Le directeur de campagne de Félix Tshisekedi continue également de réclamer que le scrutin se tienne partout dimanche. Mais il dit avoir reçu des assurances de la part de la Céni sur une série d'autres questions.

Nous avons souligné que l'insécurité ne viendra pas de l'opposition parce que nous, nous subissons les gaz lacrymogènes et les balles réelles. Donc nous signons cet engagement avec l'espoir que nos amis des FCC et la Céni vont dire au gouvernement d'entendre raison dimanche.

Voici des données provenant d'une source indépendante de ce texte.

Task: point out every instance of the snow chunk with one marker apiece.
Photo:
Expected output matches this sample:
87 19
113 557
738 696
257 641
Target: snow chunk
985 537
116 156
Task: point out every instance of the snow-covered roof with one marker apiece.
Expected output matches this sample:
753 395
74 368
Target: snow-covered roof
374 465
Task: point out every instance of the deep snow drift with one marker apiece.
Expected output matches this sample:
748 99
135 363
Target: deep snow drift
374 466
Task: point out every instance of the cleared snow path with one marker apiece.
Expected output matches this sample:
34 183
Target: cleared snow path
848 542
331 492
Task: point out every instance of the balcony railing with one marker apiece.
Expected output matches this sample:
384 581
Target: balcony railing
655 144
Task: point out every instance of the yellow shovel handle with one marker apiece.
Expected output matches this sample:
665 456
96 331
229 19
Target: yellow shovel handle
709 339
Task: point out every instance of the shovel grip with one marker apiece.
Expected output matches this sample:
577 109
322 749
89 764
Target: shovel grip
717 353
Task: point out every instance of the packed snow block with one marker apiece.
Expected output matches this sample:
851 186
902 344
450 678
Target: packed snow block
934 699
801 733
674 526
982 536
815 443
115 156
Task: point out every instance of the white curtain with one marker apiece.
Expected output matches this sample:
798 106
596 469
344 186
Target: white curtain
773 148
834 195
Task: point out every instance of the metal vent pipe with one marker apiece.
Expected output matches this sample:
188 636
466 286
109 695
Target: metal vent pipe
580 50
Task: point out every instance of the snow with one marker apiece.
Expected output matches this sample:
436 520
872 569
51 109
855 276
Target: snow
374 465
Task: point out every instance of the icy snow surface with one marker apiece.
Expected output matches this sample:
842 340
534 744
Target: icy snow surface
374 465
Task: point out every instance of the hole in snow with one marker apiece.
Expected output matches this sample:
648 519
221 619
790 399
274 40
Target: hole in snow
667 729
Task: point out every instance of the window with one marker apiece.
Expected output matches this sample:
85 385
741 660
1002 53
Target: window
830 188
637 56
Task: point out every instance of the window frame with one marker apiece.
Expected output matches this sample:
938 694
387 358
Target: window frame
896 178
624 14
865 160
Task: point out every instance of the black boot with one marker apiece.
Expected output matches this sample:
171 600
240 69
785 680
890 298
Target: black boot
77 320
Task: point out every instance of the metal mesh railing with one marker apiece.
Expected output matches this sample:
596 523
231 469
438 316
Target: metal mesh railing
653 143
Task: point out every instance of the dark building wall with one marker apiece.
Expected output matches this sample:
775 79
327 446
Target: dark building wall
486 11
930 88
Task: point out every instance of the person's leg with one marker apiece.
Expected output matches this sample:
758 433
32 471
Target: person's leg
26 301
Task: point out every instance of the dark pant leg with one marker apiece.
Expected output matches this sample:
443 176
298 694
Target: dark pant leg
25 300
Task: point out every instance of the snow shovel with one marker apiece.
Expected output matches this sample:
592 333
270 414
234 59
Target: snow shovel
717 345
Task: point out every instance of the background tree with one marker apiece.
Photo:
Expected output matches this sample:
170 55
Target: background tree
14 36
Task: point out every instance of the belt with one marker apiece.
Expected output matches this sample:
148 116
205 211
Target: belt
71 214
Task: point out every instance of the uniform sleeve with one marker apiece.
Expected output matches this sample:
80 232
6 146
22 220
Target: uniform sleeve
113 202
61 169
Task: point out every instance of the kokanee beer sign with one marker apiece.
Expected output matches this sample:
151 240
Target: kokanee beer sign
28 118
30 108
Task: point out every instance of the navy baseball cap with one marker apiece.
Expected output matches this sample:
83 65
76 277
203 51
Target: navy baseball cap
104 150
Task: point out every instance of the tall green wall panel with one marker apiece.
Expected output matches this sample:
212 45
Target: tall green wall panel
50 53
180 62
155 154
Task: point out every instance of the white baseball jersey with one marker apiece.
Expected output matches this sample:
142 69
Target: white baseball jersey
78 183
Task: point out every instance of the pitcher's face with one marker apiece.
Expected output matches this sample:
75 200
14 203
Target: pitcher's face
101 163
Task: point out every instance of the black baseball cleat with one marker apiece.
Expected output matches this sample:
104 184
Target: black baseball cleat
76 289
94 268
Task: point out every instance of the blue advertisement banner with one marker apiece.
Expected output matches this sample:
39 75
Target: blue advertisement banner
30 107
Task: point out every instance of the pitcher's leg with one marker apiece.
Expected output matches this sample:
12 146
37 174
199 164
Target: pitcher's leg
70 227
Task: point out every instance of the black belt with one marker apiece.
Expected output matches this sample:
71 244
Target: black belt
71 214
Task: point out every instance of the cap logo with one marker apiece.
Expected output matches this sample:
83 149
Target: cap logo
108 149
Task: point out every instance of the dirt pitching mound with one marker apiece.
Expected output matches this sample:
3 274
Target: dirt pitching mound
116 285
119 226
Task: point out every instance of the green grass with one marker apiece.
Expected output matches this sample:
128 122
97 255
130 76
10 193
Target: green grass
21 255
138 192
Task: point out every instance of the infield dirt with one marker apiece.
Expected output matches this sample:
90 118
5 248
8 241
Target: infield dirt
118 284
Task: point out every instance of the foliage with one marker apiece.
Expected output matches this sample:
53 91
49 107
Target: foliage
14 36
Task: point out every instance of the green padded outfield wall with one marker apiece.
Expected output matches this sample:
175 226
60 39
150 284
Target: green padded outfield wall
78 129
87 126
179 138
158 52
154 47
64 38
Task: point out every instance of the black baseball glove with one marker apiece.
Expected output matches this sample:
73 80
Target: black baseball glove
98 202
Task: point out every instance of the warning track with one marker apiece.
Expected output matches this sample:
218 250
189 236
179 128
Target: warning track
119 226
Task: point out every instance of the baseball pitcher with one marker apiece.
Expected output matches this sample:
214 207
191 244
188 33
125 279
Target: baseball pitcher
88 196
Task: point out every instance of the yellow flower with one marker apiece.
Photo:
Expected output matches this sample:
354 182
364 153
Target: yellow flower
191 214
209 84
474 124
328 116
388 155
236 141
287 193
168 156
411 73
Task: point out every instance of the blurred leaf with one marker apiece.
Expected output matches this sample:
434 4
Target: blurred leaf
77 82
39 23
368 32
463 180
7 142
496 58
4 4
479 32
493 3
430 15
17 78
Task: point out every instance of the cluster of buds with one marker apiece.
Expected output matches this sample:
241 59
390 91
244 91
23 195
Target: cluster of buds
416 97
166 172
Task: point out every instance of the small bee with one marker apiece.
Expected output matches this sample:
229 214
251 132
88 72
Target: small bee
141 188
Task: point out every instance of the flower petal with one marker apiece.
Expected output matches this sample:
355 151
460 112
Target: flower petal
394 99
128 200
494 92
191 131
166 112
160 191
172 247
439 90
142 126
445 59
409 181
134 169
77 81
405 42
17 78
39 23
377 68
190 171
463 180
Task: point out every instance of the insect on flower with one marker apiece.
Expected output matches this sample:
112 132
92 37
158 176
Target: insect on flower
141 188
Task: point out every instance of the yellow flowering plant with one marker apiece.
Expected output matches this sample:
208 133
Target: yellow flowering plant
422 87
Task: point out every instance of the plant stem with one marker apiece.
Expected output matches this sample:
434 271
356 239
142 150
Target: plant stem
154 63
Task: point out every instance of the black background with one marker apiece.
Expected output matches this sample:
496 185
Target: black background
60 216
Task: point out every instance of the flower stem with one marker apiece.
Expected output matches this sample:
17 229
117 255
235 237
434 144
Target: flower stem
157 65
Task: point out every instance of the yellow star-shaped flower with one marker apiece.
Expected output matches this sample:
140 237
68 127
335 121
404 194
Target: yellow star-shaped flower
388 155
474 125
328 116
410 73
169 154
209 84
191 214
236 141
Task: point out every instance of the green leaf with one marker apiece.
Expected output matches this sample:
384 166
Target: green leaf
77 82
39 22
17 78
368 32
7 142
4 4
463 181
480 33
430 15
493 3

Ecoutez Vital Kamerhe, directeur de campagne de Félix Tshisekedi
29-12-2018 - Par Florence Morice

Mais même si la Céni s’est voulue rassurante, les sujets de méfiance et de désaccords restent encore nombreux. A commencer par cette question de Beni, Butembo et Yumbi. La Céni reste sur sa position mais l’opposition continue de réclamer que le vote n’exclue pas 1,2 million de Congolais pour la présidentielle. Rendez-vous donc demain pour connaître l’issue de ces concertations.


■ Théodore Ngoy saisit la Cour constitutionnelle contre le report partiel du scrutin

Le candidat d’opposition à la présidentielle, Théodore Ngoy, a déposé ce vendredi 28 décembre une requête devant la Cour constitutionnelle de RDC pour tenter de faire invalider la dernière décision de la Commission électorale qui prévoit un report partiel du scrutin pour les circonscriptions de Beni, Butembo et Yumbi, privant du même coup plus d’1,2 million d'électeurs de la présidentielle. Il estime que cette décision est anticonstitutionnelle et met la nation en « péril ». Il demande donc à la Cour constitutionnelle de siéger en urgence pour examiner sa requête afin que le vote ait lieu ce dimanche 30 décembre dans tout le pays.

Je considère premièrement que le cadre légal ne permettait pas de reporter les élections. Il fallait une décision de la Cour constitutionnelle.

Ecoutez Théodore Ngoy
29-12-2018 - Par Florence Morice

La loi ne prévoit a priori pas de délai pour l'examen d'une telle requête.